Trump's New Immigration Rule Would Hold Children & Families Indefinitely
For almost a year now, the Trump administration has been fighting to be able to remove limits on detention for migrant children. Finally, he might be getting what he wants. On Aug. 21, President Donald Trump announced new immigration laws for children and families that would undo decades of protection for young migrants.
In a press release on Aug. 21, the White House said it would end “outdated” immigration policies that prevent the government from detaining migrant children for over 20 days. Under the new regulations, the administration will be able to hold immigrant families, including children, in custody indefinitely, as well as change licensing requirements for facilities where migrant families are held. The Department of Homeland Security (DHS) did not immediately respond to Elite Daily's request for comment on the change.
The move will roll back the Flores settlement, a 1997 ruling that laid out standards for the treatment of young migrants, requiring that the U.S. government both detain unaccompanied migrant minors in the “least restrictive” settings and release them as quickly as possible. In 2015, the courts upheld and clarified the Flores settlement, also called the Flores agreement, and established the 20-day limit for detaining children. The regulations, which were first proposed last fall, are scheduled to go into effect in 60 days. However, it will almost certainly be challenged in court, which will likely draw out the timeline.
The Flores settlement is at the heart of last year's “zero-tolerance” policy and family separations at the border, under which all adults crossing the border without documentation were prosecuted. Since the agreement banned children from being detained for the amount of time required to prosecute adults, the administration began separating families in order to detain and deport the adults. Though no official policy required families to be split up, the mass separations were somewhat made possible because of the settlement: Minors were legally required to be released, while the government wanted to detain and prosecute the adults. In September, the administration announced preliminary plans to end the Flores settlement.
Prior to the "zero tolerance" policy, detained families with children were often released together, in order to avoid violating the agreement — something Trump has referred to as “catch and release.” In a tweet after the new announcement, Trump quoted Brandon Judd of the National Border Patrol Council that his new policy would effectively end this practice.
Now, under the finished law, families can just stay together while being detained indefinitely. In a speech on Aug. 21, DHS Acting Secretary Kevin McAleenan echoed Trump by saying this would curb what he called a “dramatic” increase in immigration while upholding the Flores settlement’s original intent to "ensure appropriate care for all children.” He said the new rule would enforce a high standard of care, facilities and information resources for detained children.
Critics have condemned the rule change, suggesting that it puts children and families at risk. The White House and DHS did not respond to questions about criticisms regarding children's safety.

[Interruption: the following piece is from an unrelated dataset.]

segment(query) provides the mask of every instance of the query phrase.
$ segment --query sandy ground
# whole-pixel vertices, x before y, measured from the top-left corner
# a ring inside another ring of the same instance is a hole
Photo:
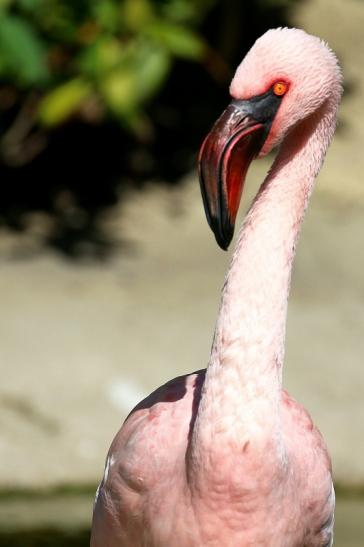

McAleenan insisted the new rule mirrors Flores by protecting migrant children in safe detention conditions. "All children in the Government’s care will be universally treated with dignity, respect, and special concern, in concert with American values and faithful to the intent of the settlement," McAleenan's prepared statement said.
Administration officials acknowledge that a court challenge will likely delay the new legislation's 60-day implementation, per The New York Times, but regardless, the Trump administration has surely followed through on its promises. No matter what happens next, it seems to involve more detained children.